>>>>> Chris Marshall <[email protected]> writes: >>>>> On 3/8/2011 9:02 AM, Ingo Schmid wrote:
>> there are certainly two major features which impact PDL performance:
>> 1. Threading should be aware of multiple CPUs and cores
>> automagically and use them.
> This would be nice to have.
To be honest, I never had a formal class on parallel
programming, so my perception could be a bit naive. But
nevertheless still.
My understanding of this problem is that if, e. g., the
following computation is to be done:
$a = $b->plus ($c, 0)->mult ($d, 0)->sumover ();
it's the ->sumover () step that is to be considered for the
parallelization first.

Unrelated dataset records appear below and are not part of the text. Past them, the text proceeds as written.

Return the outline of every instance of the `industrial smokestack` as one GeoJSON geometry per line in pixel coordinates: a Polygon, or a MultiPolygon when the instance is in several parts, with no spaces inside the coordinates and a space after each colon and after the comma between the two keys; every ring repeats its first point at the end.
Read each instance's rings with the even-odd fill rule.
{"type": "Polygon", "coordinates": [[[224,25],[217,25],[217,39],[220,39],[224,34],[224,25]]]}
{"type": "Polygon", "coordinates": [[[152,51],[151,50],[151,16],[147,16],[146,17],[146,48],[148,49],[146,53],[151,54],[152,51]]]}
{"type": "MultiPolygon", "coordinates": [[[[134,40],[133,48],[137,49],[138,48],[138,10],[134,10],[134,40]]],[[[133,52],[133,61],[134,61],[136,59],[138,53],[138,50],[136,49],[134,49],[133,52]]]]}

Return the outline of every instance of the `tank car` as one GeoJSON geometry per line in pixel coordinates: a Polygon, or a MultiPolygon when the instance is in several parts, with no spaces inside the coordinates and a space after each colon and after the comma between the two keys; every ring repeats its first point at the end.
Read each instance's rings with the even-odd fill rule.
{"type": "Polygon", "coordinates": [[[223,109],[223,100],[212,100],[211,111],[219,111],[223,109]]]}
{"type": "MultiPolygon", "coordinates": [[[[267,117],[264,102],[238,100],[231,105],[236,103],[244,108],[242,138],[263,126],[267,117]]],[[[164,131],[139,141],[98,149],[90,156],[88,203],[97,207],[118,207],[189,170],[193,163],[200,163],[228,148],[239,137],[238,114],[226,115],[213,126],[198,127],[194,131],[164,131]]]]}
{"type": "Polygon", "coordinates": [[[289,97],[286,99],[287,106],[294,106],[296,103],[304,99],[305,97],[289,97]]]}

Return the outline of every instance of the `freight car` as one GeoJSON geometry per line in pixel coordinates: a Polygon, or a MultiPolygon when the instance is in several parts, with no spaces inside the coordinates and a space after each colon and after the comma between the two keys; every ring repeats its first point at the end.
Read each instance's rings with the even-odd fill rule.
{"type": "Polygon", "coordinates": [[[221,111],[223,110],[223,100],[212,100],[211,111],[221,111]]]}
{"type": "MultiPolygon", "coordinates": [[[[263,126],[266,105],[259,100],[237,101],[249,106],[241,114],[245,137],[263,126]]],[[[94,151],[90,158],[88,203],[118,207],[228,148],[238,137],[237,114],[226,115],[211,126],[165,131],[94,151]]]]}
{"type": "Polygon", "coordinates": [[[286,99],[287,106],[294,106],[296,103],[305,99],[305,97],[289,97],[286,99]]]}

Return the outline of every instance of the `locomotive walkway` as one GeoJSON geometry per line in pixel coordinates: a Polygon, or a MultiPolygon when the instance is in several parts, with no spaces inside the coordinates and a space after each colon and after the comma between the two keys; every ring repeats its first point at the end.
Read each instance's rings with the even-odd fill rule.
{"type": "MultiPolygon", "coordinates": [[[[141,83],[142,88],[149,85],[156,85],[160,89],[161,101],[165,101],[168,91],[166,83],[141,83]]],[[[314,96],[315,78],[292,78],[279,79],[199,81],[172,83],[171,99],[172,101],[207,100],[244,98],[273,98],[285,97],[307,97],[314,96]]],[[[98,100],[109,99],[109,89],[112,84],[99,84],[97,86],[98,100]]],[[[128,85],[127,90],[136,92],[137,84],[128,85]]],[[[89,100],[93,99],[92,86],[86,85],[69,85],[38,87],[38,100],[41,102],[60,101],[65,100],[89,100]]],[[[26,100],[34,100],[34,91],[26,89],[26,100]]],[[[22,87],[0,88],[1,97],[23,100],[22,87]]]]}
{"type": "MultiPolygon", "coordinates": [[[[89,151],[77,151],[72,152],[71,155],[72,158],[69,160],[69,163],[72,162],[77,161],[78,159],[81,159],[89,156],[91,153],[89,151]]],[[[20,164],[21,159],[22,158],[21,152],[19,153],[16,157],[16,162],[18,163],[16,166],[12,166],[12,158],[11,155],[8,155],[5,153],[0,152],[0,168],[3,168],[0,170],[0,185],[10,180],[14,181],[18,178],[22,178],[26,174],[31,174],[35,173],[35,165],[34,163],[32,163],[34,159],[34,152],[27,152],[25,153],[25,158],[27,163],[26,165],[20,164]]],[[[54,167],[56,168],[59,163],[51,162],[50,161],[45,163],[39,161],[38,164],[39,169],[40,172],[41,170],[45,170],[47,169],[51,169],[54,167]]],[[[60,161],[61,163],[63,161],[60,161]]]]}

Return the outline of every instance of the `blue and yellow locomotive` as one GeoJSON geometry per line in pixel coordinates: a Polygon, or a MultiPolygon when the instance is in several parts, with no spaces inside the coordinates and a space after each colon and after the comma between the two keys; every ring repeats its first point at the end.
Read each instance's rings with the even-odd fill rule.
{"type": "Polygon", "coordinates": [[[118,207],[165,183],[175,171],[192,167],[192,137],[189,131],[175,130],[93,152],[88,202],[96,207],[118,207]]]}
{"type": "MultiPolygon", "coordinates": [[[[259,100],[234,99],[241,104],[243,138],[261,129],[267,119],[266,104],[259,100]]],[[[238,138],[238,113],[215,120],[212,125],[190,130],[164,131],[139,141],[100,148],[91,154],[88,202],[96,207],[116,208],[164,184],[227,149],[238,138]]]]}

Unfortunately, it's, at the very same
time, the last to be actually “seen” by PDL.
For a sequence of elementwise and aggregation operations like
that, my guess would be to parallelize the computation roughly
as follows (where half () is a ->slice ()-based function that
splits a PDL instance into two halves along its most major
dimension):
{
my ($b1, $b2) = half ($b);
my ($c1, $c2) = half ($c);
my ($d1, $d2) = half ($d);
my $t1
= XXXTHREAD->spawn {
$b1->plus ($c1, 0)->mult ($d1, 0)->sumover ();
};
my $t2
= XXXTHREAD->spawn {
$b2->plus ($c2, 0)->mult ($d2, 0)->sumover ();
};
XXXTHREAD->wait ($t1, $t2);
my $a
= PDL->new ([ XXXTHREAD->value ($t1),
XXXTHREAD->value ($t2) ])->sumover ();
}
(Here, I've used that the ->sumover () over an array is the
->sumover () over the ->sumover ()'s over its subarrays. For
the other aggregate functions, it may be like or different.)
Once we have the topmost operator, and the nelem () of the PDL
instance to be passed to it, we can decide should we utilize the
parallel computation for it, by “splitting” it like shown above.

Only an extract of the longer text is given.